The strangest job I’ve done was being a stunt double in a rape scene for Gillian Anderson.
It was freezing, in the middle of the night, in the woods outside Birmingham. I had a little nightie around my neck, bent over a car bonnet, and as the other actor approached me, the director warned me that there would be “flesh on flesh!”.

Hugh Jackman threw me out of a boat once.
He rowed me into the middle of the lake, we had a pleasant little chit-chat, a little bit of hands-on, and he threw me over the side. I’d have done that job for free.

I guess I’ve got staying power.
Once I decide to do something, I’ll generally knuckle down and do it. That’s seen me through my stunt training, climbing French 8a and doing Font 7c+ boulder problems.

Goals motivate me now.
Over the years I’ve done a lot of pottering about. I wouldn’t change that, but now I want to achieve things. If this happens to be a particular grade then so be it. People often criticise the “numbers” approach, but that’s what I want, and if you don’t like it, tough.

Achieving female firsts doesn’t count for much.
I judge myself by those around me. I’ve climbed a lot with men, most of them climb Font 8a, and that’s nothing special in the general scheme of things.

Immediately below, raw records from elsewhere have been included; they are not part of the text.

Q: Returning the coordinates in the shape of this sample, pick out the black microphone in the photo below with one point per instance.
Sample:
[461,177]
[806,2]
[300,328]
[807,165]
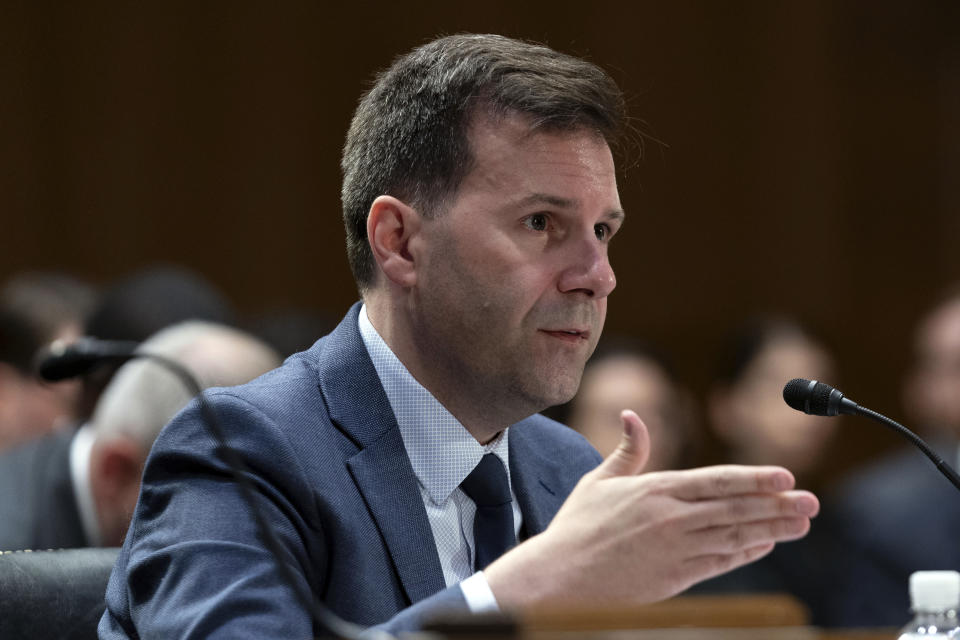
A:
[62,360]
[820,399]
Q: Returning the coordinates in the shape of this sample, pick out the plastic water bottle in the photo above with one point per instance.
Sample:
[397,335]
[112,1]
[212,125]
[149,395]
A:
[934,598]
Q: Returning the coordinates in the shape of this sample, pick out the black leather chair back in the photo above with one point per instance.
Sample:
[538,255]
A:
[53,594]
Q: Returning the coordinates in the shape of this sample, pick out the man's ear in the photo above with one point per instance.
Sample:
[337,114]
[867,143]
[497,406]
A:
[116,468]
[390,226]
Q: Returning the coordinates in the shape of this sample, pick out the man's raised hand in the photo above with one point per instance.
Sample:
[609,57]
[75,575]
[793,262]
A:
[623,536]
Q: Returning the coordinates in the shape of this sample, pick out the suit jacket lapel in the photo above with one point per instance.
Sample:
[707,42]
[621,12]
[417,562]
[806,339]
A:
[360,409]
[535,480]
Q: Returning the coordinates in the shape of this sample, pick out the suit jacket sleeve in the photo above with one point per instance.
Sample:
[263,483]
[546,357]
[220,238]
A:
[193,565]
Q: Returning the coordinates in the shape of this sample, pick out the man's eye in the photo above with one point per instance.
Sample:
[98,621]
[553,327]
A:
[537,222]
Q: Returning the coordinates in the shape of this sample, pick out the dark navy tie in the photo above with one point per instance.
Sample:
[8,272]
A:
[493,532]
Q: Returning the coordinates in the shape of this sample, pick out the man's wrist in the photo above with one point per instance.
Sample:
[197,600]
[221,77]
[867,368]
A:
[479,596]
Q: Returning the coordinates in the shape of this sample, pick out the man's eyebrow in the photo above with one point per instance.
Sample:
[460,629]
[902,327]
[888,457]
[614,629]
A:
[565,203]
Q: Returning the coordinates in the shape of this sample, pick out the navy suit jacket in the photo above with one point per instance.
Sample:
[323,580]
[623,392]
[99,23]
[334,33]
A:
[38,508]
[898,516]
[331,473]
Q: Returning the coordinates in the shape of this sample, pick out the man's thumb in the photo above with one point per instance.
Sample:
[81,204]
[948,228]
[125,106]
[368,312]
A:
[634,449]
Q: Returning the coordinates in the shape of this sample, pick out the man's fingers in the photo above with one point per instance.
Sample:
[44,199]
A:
[725,480]
[710,565]
[735,538]
[757,506]
[631,456]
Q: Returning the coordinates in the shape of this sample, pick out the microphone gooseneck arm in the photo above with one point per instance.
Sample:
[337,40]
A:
[820,399]
[938,462]
[64,362]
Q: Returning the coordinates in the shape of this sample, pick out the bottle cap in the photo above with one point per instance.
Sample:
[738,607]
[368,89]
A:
[935,590]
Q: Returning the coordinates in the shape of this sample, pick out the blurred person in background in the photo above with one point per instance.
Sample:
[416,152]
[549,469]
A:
[745,406]
[623,374]
[748,416]
[142,303]
[900,515]
[77,490]
[36,309]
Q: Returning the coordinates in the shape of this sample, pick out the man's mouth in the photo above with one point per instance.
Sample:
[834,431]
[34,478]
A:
[569,335]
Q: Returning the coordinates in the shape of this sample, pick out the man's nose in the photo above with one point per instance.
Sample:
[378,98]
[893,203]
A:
[588,269]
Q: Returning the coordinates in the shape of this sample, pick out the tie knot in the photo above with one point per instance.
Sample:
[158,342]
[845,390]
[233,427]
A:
[487,484]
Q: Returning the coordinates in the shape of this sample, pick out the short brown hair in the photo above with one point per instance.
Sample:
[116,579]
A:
[408,137]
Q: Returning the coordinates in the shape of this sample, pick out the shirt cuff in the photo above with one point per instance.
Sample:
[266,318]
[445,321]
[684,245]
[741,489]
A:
[478,594]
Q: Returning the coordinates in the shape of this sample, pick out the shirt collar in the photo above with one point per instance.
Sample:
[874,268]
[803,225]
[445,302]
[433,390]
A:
[80,448]
[441,450]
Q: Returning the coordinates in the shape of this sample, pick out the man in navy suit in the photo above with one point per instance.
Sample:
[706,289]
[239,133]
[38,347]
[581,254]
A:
[479,200]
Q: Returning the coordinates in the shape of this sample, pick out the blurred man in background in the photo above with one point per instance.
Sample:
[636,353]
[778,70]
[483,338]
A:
[748,416]
[400,461]
[634,376]
[745,406]
[78,490]
[900,514]
[35,310]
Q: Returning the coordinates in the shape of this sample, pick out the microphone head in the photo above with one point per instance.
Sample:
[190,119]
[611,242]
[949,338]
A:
[797,392]
[815,398]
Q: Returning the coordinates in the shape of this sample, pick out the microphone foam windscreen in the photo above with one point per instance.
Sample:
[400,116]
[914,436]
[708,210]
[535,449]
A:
[796,392]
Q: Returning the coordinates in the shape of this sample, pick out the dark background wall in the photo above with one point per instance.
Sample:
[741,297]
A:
[808,157]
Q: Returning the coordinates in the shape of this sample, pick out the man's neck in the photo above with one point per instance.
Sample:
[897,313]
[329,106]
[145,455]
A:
[483,420]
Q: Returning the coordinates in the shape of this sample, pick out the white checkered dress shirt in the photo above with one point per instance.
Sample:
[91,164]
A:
[442,453]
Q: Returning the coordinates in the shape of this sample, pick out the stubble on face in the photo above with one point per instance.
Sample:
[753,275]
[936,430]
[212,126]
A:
[489,289]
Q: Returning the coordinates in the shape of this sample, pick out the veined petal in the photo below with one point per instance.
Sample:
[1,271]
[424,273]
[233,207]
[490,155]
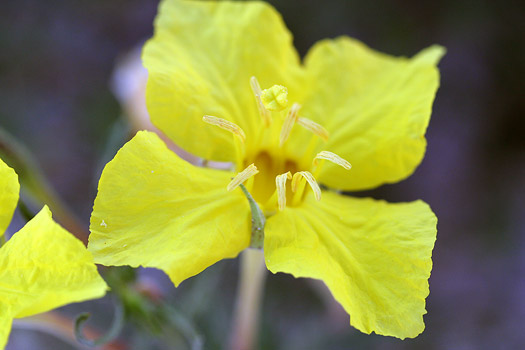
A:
[200,62]
[43,267]
[9,189]
[375,257]
[155,210]
[376,108]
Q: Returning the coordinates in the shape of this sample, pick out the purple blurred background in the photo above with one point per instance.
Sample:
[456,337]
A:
[56,62]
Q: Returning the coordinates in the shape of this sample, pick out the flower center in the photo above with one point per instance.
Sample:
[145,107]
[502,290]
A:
[273,179]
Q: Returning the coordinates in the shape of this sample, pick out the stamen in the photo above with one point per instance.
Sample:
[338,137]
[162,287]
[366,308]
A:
[311,181]
[289,122]
[242,176]
[226,125]
[275,98]
[280,184]
[263,112]
[313,127]
[334,158]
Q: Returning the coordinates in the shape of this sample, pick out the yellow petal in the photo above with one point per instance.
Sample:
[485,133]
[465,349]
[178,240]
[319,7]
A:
[376,108]
[43,267]
[375,257]
[200,62]
[155,210]
[9,189]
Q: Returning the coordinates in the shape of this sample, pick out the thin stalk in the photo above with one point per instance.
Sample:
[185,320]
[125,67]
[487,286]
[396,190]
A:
[249,298]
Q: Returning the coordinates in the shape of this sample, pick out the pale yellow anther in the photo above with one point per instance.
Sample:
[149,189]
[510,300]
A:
[275,99]
[334,158]
[311,181]
[242,176]
[313,127]
[280,184]
[226,125]
[289,122]
[264,113]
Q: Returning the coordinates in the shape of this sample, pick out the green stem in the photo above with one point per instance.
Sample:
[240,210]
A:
[249,298]
[258,221]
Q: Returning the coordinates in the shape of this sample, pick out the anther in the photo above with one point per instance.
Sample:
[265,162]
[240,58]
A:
[275,99]
[263,112]
[244,175]
[313,127]
[289,122]
[280,184]
[334,158]
[226,125]
[311,181]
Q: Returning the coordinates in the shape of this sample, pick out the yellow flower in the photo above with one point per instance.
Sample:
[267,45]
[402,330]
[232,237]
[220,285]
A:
[42,266]
[345,102]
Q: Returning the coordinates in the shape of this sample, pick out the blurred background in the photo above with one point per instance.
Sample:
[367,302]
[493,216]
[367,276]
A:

Of course I’d love to do one, but just for myself. First female 8a in Britain, or first Irish 8a, so what?

I used to be a dog musher on a sled in Canada.
The huskies were a law unto themselves. These days I’m training to be a dog behaviourist. It’s another one of my career aspirations, so I’ve trained my lurcher Fin to find my keys.

Climbers can be very selfish.
We can be very focused on what we want to achieve for ourselves. But still I know that the most important things for me are my family in Ireland and Andy, my partner.